Under what situations can OS.has_colors() return false? I'm not convinced we want to return true if a stream doesn't have colours, even if the switch has been specified.

llvm/tools/llvm-objdump/llvm-objdump.cpp
368

a -> A

Would it make sense for this code to exist in WithColor.h/.cpp?

In fact, I wonder if this should be used by WithColor directly, i.e. have WithColor restore the previous state by default, rather than the plain version.

370

Consider replacing the pair with a simple struct e.g. ColorState.

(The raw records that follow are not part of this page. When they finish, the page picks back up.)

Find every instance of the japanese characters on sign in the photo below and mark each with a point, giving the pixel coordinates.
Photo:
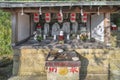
(84, 17)
(73, 17)
(36, 17)
(47, 17)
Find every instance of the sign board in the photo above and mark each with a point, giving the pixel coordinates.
(36, 17)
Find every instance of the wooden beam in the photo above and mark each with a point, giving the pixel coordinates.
(107, 32)
(66, 10)
(57, 3)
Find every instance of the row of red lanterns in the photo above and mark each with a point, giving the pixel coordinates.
(60, 17)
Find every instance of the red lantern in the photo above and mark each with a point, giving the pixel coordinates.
(113, 27)
(84, 17)
(73, 17)
(60, 17)
(47, 17)
(36, 17)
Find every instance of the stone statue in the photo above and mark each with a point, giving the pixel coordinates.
(55, 29)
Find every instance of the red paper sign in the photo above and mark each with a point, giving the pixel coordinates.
(84, 18)
(73, 17)
(47, 17)
(36, 17)
(60, 17)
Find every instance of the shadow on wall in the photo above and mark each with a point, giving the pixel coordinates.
(83, 68)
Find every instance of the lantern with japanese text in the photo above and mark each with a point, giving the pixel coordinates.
(47, 17)
(84, 17)
(73, 17)
(60, 17)
(36, 17)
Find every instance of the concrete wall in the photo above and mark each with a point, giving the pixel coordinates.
(23, 26)
(94, 63)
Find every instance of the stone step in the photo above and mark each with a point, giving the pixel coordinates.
(28, 78)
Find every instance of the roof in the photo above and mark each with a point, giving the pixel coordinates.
(9, 4)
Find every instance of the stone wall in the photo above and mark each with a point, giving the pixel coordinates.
(96, 64)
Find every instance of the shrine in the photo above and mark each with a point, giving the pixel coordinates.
(74, 35)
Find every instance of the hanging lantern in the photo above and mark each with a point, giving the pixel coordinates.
(60, 17)
(73, 17)
(84, 17)
(47, 17)
(36, 17)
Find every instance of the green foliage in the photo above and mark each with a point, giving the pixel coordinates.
(5, 33)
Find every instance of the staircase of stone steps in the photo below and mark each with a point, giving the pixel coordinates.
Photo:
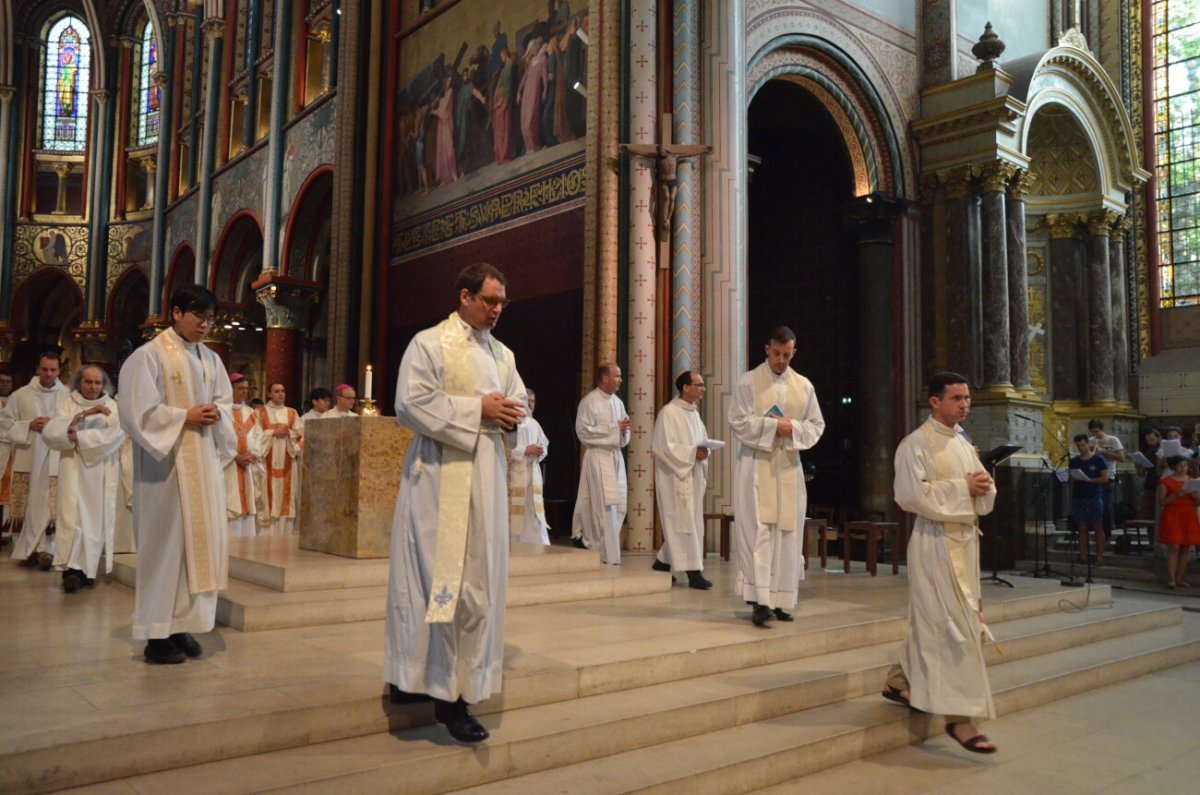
(720, 707)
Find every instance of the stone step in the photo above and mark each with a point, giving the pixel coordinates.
(757, 754)
(541, 716)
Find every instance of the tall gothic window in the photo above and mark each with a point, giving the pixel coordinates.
(149, 95)
(65, 85)
(1177, 148)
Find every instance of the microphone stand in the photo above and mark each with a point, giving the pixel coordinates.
(1044, 572)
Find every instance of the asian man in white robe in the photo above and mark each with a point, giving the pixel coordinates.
(460, 392)
(604, 428)
(282, 431)
(527, 509)
(681, 478)
(941, 480)
(774, 416)
(35, 465)
(175, 402)
(241, 485)
(88, 435)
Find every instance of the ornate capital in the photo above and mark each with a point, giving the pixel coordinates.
(1062, 227)
(287, 300)
(996, 175)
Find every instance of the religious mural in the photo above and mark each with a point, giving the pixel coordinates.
(487, 84)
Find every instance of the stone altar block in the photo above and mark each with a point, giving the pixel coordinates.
(351, 478)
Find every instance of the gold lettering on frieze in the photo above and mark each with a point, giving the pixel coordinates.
(522, 201)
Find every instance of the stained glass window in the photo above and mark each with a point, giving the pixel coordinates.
(65, 85)
(149, 95)
(1177, 148)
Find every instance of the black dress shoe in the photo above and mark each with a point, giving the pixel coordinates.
(186, 644)
(161, 651)
(762, 614)
(397, 695)
(72, 580)
(456, 717)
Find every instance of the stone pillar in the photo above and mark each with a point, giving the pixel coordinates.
(214, 34)
(641, 339)
(1069, 350)
(1099, 308)
(963, 255)
(1018, 284)
(287, 303)
(685, 266)
(994, 293)
(1120, 311)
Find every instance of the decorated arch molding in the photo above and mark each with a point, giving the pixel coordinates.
(841, 88)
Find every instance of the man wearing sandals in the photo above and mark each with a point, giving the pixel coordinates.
(941, 480)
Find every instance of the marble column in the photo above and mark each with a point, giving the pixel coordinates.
(1099, 308)
(1018, 282)
(214, 34)
(1068, 344)
(994, 294)
(1120, 310)
(963, 255)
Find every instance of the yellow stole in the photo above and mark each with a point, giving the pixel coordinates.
(778, 472)
(948, 464)
(207, 567)
(457, 466)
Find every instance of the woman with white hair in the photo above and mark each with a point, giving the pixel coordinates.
(89, 437)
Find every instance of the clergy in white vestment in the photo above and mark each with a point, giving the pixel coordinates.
(88, 435)
(459, 390)
(282, 447)
(35, 465)
(241, 485)
(175, 404)
(5, 458)
(774, 416)
(681, 478)
(527, 507)
(345, 396)
(603, 425)
(941, 480)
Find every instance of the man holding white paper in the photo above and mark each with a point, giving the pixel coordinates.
(774, 416)
(681, 477)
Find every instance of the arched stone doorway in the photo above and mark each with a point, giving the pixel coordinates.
(47, 308)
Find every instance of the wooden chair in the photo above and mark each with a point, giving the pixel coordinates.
(871, 532)
(725, 521)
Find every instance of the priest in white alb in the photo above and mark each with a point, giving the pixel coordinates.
(282, 430)
(460, 392)
(527, 508)
(774, 416)
(35, 465)
(603, 425)
(88, 435)
(681, 478)
(241, 485)
(175, 404)
(941, 480)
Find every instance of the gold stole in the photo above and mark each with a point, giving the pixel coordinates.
(457, 466)
(778, 472)
(958, 536)
(201, 521)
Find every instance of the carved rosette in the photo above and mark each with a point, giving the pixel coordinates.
(287, 300)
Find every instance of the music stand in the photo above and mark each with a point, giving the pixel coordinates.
(990, 460)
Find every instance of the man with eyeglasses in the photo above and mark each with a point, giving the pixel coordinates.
(460, 392)
(35, 464)
(175, 404)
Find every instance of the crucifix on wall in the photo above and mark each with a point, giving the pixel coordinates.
(666, 175)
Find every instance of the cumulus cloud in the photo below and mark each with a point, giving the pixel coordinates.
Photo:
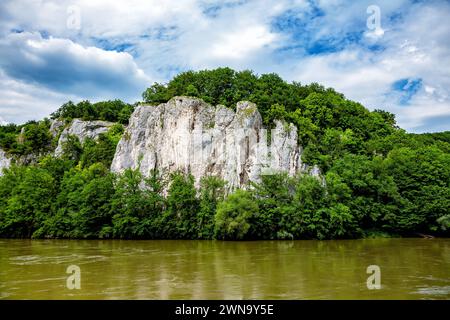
(120, 48)
(64, 66)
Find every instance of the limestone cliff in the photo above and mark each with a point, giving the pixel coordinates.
(190, 135)
(5, 161)
(81, 129)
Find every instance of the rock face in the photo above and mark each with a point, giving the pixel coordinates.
(189, 135)
(5, 161)
(81, 129)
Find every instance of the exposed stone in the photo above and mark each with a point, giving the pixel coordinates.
(190, 135)
(82, 130)
(56, 127)
(5, 161)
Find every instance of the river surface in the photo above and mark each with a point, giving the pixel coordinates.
(110, 269)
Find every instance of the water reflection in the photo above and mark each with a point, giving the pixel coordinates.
(410, 269)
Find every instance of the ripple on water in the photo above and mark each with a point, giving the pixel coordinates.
(434, 291)
(37, 259)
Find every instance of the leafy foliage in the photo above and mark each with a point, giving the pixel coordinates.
(377, 179)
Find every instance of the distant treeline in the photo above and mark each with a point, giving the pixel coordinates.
(378, 180)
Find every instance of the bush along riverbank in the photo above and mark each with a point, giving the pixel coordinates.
(376, 179)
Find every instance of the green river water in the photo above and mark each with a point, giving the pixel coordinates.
(113, 269)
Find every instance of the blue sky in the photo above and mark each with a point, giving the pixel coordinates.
(53, 51)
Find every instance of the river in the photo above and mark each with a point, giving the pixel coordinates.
(166, 269)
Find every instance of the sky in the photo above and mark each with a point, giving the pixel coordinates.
(392, 55)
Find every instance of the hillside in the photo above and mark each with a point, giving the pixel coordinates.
(375, 178)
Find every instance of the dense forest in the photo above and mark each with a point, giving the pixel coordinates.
(377, 179)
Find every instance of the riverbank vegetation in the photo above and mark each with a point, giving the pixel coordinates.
(376, 177)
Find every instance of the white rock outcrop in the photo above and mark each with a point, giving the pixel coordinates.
(5, 161)
(82, 130)
(190, 135)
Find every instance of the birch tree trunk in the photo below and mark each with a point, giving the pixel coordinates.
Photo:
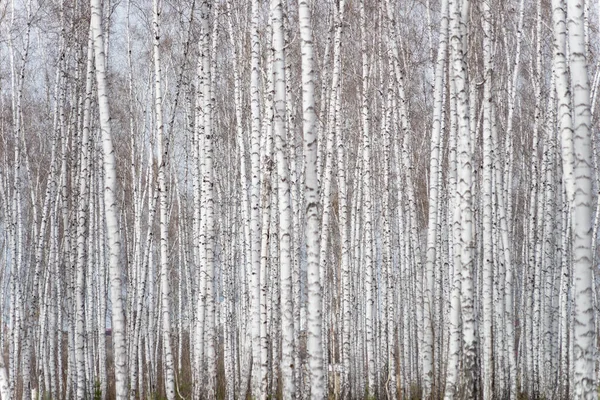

That'll make the code using it much clearer.

397

destructed -> destroyed

seiya marked 2 inline comments as done.Mon, Aug 26, 7:57 PM
seiya added inline comments.
llvm/lib/Support/WithColor.cpp
102

In UNIX,OS.has_colors() returns false if either the stdout is not a tty (say, pipe) or the it does not support colors. Even if it does not support colors, it's sometimes useful to enable colors with the switch.

For example, in disassembly-highlighting.test, since the stdout of llvm-objdump is a pipe to FileCheck, OS.has_colors() will return false. However, in order to check that the output includes colors, we need a way to force colors by the switch.

llvm/tools/llvm-objdump/llvm-objdump.cpp
368

Would it make sense for this code to exist in WithColor.h/.cpp?

I think so too. I'll submit this part as a separate patch.

In fact, I wonder if this should be used by WithColor directly, i.e. have WithColor restore the previous state by default, rather than the plain version.

That sounds good to me. I'll try it.